Medical Interpreters vs Untrained Interpreters

Watch the following video: https://www.youtube.com/watch?v=R2NcwrPZBLM

This is a video from the HBO show Getting On, and as you all could see is all about Language Barrier. First thing I would like to say is that this clip is hilarious! My second point is How much difference would the interpreter had made if he had been present, or if he had been able to talk directly to the patient? Well it would have made a huge difference, maybe the clip would have lost its funniness, but at least the communication would had been better.

The same way the nurse try to interpret what the patient was saying, many family members and friends try to interpret in a health care setting for their friends and family members, and many times the mistakes they make could harm the patient instead of helping them.  First of all I have to say something, there is a difference between interpreting and translating that everyone should know about; interpreting is transmitting a verbal message from and to a language so it can be understood by all the parties.  Translating is re-writing a document from and to a language that could also be understood by the parties involved. Now that this is clear I have to say the following about interpreters, not everyone that speaks more than one language can be an interpreter, same way that a nurse cannot diagnosed patients just because he or she have medical knowledge.

Just because I spoke Spanish it didn’t mean I was able to interpret for other Spanish-speaking people, especially about medical terms that I didn’t know at all. I had to study and work hard to learn the medical terminology and how to interpret.  And even when I was “able” to interpret, it took guts and a lot of practice to learn to understand, and to transmit a message to a patient or a doctor without making mistakes.
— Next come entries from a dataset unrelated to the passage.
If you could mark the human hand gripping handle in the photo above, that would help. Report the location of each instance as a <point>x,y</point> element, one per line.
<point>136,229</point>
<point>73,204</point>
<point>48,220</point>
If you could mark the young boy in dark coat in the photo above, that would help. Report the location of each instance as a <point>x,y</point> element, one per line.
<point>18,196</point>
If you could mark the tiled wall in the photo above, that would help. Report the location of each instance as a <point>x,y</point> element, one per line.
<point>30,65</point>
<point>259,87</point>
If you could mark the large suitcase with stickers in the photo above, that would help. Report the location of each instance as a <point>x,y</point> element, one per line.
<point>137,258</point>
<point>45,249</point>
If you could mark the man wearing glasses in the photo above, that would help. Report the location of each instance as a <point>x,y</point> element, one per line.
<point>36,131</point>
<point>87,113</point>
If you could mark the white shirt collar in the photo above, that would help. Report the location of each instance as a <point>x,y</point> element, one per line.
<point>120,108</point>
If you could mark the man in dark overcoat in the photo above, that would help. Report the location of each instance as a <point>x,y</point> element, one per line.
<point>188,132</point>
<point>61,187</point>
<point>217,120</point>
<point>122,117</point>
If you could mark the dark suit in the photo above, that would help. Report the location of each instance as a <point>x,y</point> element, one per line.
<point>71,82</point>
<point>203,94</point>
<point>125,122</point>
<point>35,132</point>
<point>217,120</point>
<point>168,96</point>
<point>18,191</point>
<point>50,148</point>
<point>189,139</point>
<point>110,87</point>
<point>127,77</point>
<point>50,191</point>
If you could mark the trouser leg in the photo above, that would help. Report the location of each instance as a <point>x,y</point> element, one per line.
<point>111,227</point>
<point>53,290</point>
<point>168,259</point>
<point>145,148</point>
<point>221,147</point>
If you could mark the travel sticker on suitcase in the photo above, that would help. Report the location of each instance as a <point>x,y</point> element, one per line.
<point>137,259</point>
It is nerve-wracking thinking that I could really mess up somebody’s life just by changing one word in an encounter.

In Miami a young man was taken to a hospital that lack of trained interpreters, and the hospital had to paid over 71 million dollars to the patient, the reason? The providers use a family member to interpret, the person mentioned that the patient was “intoxicado” which they translated to “intoxicated” thinking that the patient was under the influence of drugs or alcohol or maybe both. After two days in a hospital bed, by the time they came to realized that the patient was having a stroke it was too late and the patient became quadriplegic.  Intoxicado in Spanish can also mean food poisoning. The patient was dizzy and was also vomiting which took his family to believe that he ha eaten something that did not agree with him. This person’s life was completely changed just by the miss interpretation of one word.

I won’t get tired of saying a trained medical interpreter can save many lives in many languages. An untrained interpreter may ruin many lives just with one word. Let’s not endangered people’s lives, always help them to request a “Trained interpreter” to make sure everything is understood, and avoid to regret it later.